Precisamente na estrada estava sentado a mendigar Bartimeu, cujo nome significa
‘filho de Timeu’, como diz o próprio evangelista. Santo Agostinho, refletindo
sobre o fato de Marcos referir, neste caso, não só o nome da pessoa que é
curada, mas também de seu pai, chega à conclusão de este não só era conhecido
pelo milagre, mas também por sua desventura.
4.
Esta interpretação dada por Agostinho é sugestiva, convidando-nos a refletir
sobre o fato que há riquezas preciosas na nossa vida que podemos perder e que
não são materiais. Quantos não perdem a orientação segura e firme da vida e
tornam-se, muitas vezes inconscientemente, mendigos do sentido da existência?
5.
São as inúmeras pessoas que precisam de um novo encontro com Jesus, o Filho de
Deus, que pode voltar a abrir os seus olhos e ensinar-lhes a estrada.
6.
Lembremos que todo o evangelho de Marcos é um itinerário de fé, que se
desenvolve gradualmente na escola de Jesus.

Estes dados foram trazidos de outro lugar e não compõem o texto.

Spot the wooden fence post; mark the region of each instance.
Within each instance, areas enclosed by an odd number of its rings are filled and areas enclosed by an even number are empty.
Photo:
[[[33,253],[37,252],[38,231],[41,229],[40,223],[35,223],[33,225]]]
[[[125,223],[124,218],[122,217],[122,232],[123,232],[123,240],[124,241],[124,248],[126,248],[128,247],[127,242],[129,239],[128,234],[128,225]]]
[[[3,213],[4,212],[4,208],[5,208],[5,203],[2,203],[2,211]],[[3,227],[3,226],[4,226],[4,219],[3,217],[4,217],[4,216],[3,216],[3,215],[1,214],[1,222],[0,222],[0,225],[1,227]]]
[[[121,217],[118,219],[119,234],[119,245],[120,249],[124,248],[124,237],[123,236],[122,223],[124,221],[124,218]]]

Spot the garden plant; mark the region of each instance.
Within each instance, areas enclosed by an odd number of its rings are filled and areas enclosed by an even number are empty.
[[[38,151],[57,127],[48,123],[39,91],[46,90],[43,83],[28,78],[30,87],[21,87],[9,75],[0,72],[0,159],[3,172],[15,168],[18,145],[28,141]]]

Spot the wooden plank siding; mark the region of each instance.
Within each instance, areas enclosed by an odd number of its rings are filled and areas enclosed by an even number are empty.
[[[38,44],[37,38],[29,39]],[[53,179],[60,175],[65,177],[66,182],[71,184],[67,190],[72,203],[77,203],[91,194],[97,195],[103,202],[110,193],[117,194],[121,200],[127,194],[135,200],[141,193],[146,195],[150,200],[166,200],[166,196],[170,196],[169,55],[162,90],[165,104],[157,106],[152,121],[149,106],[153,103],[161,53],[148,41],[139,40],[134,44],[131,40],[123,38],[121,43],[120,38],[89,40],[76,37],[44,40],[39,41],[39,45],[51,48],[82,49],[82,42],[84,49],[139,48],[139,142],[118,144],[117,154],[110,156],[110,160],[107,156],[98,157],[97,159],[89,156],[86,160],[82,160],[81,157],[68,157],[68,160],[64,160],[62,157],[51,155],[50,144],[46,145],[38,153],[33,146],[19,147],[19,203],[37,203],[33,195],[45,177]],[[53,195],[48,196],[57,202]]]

Os discípulos são os primeiros
atores deste percurso de descoberta, mas há ainda outros personagens que
desempenham papel importante, e Bartimeu é um deles.
7.
A sua cura prodigiosa é a última que Jesus realiza antes da sua Paixão, e não é
por acaso que se trata da cura de um cego, isto é, duma pessoa cujos olhos
perderam a luz. A partir de outros textos, sabemos também que a condição de
cegueira tem um significado denso nos Evangelhos.
8.
Representa o homem que tem necessidade da luz de Deus – a luz da fé – para
conhecer verdadeiramente a realidade e caminhar pela estrada da vida. Condição
essencial é reconhecer-se cego, necessitado desta luz, caso contrário
permanece-se cego para sempre (cf. Jo 9,39-41).
9.
Situado neste ponto estratégico da narração de Marcos, Bartimeu é apresentado
como modelo. Ele não é cego de nascença, mas perdeu a vista: é o homem que
perdeu a luz e está ciente disso, mas não perdeu a esperança, sabe agarrar a
possibilidade deste encontro com Jesus e confia-se a Ele para ser curado.
10.
Assim, ouvindo dizer que o Mestre passa pela estrada, ele grita
insistentemente. E quando Jesus o chama e lhe pergunta o que quer d’Ele,
responde: ‘Mestre, que eu veja!’. Bartimeu representa o ser humano que
reconhece o seu mal, e grita ao Senhor com a confiança de ser curado.
11.
A sua imploração, simples e sincera, é exemplar, tendo entrado na tradição da
oração cristã da mesma forma que a súplica do publicano no Templo: ‘Ó Deus, tem
piedade de mim que sou pecador’ (Lc 18,13).
12.
No encontro com Cristo, vivido com fé, Bartimeu readquire a luz que havia
perdido e, com ela, a plenitude da sua própria dignidade: põe-se de pé e retoma
o caminho, que desde então tem um guia, Jesus, e uma estrada, a mesma que Jesus
percorre.
13.
O evangelista não nos diz mais nada de Bartimeu, mas nele mostra-nos quem é o
discípulo: aquele que com a luz da fé, segue Jesus ‘pelo caminho’. A partir
desse personagem nos fica um convite e um lembrete sobre o nosso discipulado.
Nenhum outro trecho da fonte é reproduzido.